CA/Browser Forum(証明書の業界標準を定める団体)の規定に基づき、SSL/TLS証明書のドメイン使用権確認(DCV:Domain Control Validation)の方法が変更されました。従来利用できた「Whois公開連絡先のメールアドレス」を使ったドメイン使用権確認は、現在ご利用いただけません。ここでは、変更の背景と、現在利用できる確認方法を詳しくご説明します。

ドメイン使用権確認(DCV)とは

SSL/TLS証明書を発行する前に、認証局は「申請者が、本当にそのドメインの使用権を持っているか」を確認します。これがドメイン使用権確認(DCV)です。第三者が他人のドメインの証明書を勝手に取得できないようにするための、重要な手続きです。

何が変わったのか

従来は、ドメインのWhois情報に公開されている連絡先メールアドレス宛に確認メールを送る方法が利用できました。しかし、Whois情報の取り扱いに関する世界的なプライバシー保護の流れと、CA/Browser Forumの規定変更により、Whois公開連絡先メールアドレスを使ったドメイン使用権確認は廃止されました。

現在利用できるドメイン使用権確認の方法

Whois公開連絡先メールアドレスに代わり、以下の方法をご利用いただけます。いずれも、ドメインの使用権を確実に確認できる方法です。

承認メールによる確認

ドメインに対して、あらかじめ定められた管理者用アドレス(admin@、administrator@、webmaster@、hostmaster@、postmaster@ のいずれか)宛に確認メールが送信されます。

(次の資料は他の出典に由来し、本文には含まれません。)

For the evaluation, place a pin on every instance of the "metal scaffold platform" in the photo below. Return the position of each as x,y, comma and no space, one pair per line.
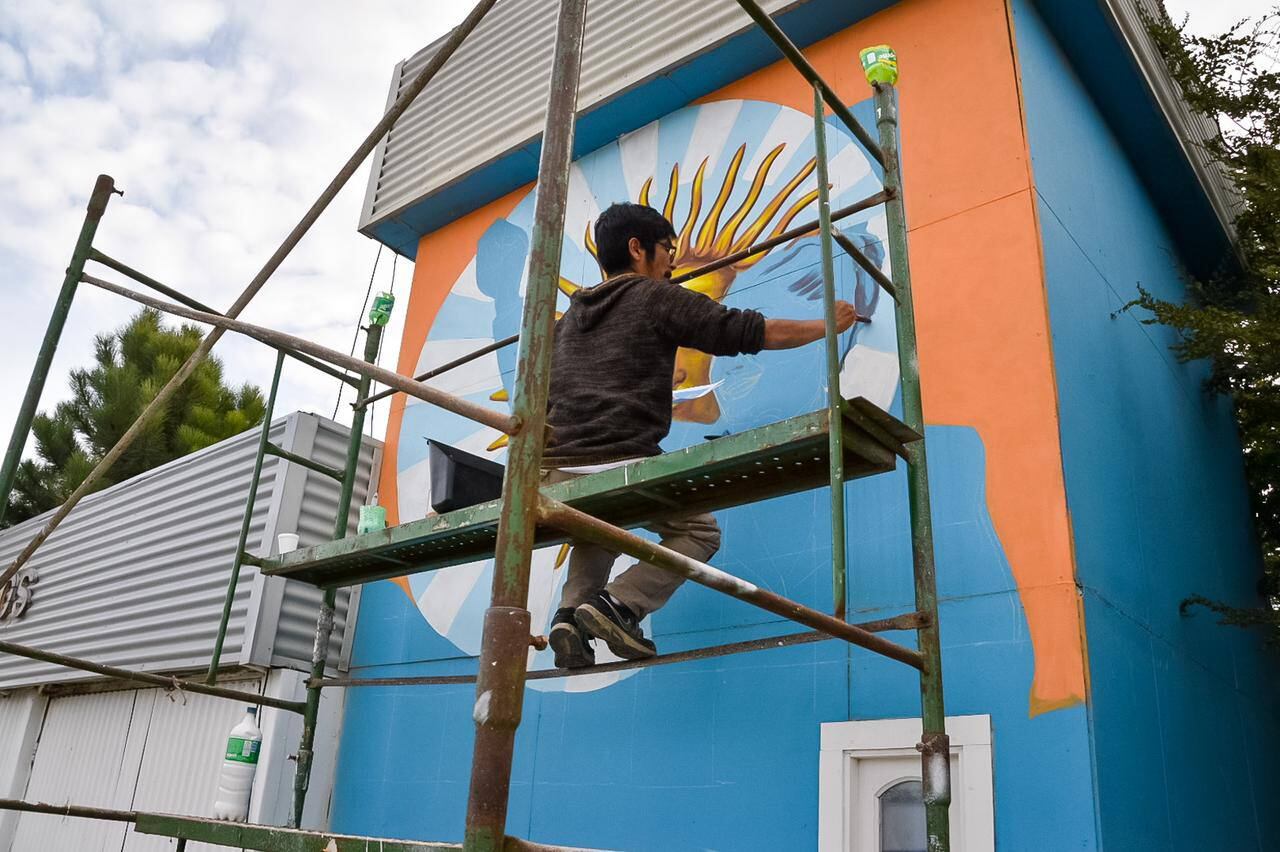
846,440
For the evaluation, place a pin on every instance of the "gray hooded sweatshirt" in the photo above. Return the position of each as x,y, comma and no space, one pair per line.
613,360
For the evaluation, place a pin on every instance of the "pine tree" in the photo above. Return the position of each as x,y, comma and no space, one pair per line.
1233,319
131,365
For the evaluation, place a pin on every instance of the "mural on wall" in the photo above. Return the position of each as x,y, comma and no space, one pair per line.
726,174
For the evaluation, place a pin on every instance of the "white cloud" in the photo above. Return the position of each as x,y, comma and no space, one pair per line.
222,122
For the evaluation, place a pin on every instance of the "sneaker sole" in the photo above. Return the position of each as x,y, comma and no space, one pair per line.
602,627
571,651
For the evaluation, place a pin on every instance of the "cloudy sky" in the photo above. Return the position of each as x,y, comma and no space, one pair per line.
222,120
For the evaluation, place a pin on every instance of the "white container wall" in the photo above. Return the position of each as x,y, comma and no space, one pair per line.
136,576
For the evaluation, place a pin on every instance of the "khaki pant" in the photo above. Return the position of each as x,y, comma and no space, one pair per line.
643,587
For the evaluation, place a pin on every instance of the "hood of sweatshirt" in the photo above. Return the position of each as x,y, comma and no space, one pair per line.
590,305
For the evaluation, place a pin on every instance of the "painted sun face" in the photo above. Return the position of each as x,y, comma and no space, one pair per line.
711,243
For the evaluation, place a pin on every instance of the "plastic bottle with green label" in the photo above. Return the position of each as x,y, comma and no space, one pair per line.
240,763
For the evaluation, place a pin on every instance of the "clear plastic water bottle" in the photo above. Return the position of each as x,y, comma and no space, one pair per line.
240,763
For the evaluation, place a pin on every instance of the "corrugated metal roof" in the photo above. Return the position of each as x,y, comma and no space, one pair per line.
490,96
136,576
1191,128
83,747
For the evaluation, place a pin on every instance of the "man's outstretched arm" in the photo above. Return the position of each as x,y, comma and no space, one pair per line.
789,334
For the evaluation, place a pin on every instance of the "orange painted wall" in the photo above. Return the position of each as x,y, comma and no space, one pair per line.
979,287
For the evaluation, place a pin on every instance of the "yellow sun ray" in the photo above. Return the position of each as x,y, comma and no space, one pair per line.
695,206
795,210
773,206
730,232
707,236
672,191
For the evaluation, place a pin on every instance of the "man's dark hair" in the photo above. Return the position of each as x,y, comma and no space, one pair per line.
618,224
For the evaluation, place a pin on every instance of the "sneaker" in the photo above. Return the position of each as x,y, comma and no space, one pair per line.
611,621
572,649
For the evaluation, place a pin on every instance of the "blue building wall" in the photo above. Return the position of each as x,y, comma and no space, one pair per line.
1183,713
723,754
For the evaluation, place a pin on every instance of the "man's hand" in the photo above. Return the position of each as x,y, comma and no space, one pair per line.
789,334
845,316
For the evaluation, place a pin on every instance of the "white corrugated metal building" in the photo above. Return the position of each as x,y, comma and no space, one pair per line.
136,578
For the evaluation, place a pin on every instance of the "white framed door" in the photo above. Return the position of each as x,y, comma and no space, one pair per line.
869,795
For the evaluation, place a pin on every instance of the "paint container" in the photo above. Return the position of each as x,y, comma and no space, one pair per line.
880,64
240,764
371,517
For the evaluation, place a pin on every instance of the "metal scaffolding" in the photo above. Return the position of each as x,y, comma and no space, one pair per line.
845,440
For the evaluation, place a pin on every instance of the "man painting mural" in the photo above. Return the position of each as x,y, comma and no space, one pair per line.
611,399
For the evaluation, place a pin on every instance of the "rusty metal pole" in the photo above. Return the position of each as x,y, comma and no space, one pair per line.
501,686
835,402
324,619
103,189
935,747
161,398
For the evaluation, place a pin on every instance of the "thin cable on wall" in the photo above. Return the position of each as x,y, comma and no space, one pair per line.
355,335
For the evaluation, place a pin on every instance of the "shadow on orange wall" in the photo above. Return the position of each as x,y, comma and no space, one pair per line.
979,287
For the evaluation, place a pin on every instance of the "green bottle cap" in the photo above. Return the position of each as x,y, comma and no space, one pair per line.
880,64
382,311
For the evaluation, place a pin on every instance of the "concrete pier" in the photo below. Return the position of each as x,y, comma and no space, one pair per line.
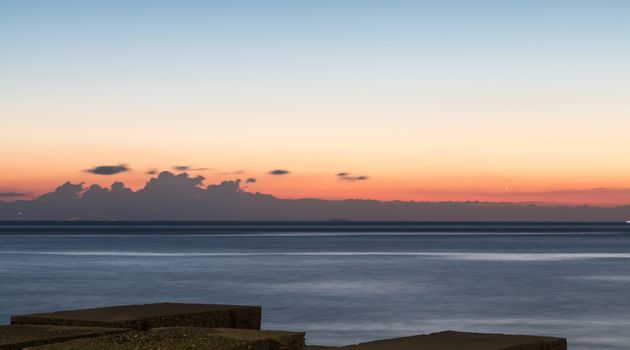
147,316
183,338
450,340
18,337
214,327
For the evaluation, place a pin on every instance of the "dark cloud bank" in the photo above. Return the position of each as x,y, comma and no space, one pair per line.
182,197
108,169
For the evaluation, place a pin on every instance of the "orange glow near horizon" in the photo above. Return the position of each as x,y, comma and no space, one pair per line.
328,186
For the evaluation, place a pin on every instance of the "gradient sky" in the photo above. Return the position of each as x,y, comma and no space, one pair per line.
433,100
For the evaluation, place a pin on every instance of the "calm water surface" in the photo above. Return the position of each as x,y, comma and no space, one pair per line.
340,282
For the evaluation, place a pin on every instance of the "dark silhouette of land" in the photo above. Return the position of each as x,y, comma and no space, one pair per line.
172,196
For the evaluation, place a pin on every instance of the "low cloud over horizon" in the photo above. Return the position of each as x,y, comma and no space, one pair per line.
349,177
108,169
13,194
279,172
172,196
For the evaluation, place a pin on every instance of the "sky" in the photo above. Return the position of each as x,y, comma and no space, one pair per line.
426,100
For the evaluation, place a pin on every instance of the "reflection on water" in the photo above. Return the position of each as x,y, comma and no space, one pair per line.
340,288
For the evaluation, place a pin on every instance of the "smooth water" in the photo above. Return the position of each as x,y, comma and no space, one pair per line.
341,282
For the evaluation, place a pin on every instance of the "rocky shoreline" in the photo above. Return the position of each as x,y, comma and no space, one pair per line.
175,326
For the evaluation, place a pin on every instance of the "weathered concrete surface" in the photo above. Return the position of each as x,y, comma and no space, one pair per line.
142,317
182,338
20,336
450,340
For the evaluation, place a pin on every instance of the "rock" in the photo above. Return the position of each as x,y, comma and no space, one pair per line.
142,317
20,336
450,340
185,338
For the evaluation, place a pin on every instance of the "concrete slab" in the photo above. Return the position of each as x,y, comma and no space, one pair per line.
142,317
450,340
181,338
20,336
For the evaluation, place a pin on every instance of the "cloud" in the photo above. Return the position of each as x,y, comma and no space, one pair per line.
187,167
12,194
347,177
108,169
237,172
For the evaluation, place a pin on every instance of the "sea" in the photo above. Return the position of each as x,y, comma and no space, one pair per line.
341,282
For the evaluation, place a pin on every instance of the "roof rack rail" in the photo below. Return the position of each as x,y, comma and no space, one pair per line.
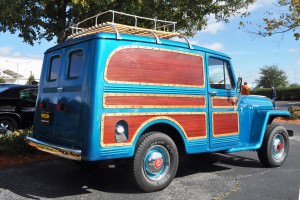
160,27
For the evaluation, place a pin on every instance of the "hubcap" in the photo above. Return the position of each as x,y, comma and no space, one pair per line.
156,162
4,128
278,146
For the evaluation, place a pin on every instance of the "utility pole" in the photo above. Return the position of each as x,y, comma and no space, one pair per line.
17,63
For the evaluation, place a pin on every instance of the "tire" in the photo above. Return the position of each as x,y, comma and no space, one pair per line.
155,162
8,125
275,146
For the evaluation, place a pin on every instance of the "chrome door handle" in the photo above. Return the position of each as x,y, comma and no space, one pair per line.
60,89
212,93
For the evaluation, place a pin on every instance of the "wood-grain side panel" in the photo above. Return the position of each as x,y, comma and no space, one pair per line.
225,124
192,125
223,102
152,101
155,66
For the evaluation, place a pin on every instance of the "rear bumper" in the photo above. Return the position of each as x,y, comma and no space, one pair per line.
74,154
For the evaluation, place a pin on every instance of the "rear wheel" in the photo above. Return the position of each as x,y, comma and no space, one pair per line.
155,162
275,147
7,125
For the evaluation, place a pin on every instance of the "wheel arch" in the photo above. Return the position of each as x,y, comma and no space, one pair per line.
167,126
266,118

そのメール内のURLにアクセスすることで、ドメイン使用権を承認します。

DNSレコードによる確認

認証局から指定された文字列を、ドメインのDNSにTXTレコードとして設定する方法です。DNSを管理できる権限があれば確実に確認でき、メールの受信環境に依存しません。

ファイルによる確認

認証局から指定されたファイルを、Webサーバーの所定の場所にアップロードする方法です。サーバーにファイルを設置できる権限があれば利用できます。

ACME・APIをご利用の場合

ACME自動更新やAPIを利用している場合、これらのドメイン使用権確認は自動で処理されます。証明書の更新のたびに手作業で確認を行う必要はありません。証明書の有効期間が短縮され、更新頻度が増えていく中で、ドメイン使用権確認を自動化できることは、大きな利点になります。手動での運用が負担になってきた場合は、ACMEへの移行をご検討ください。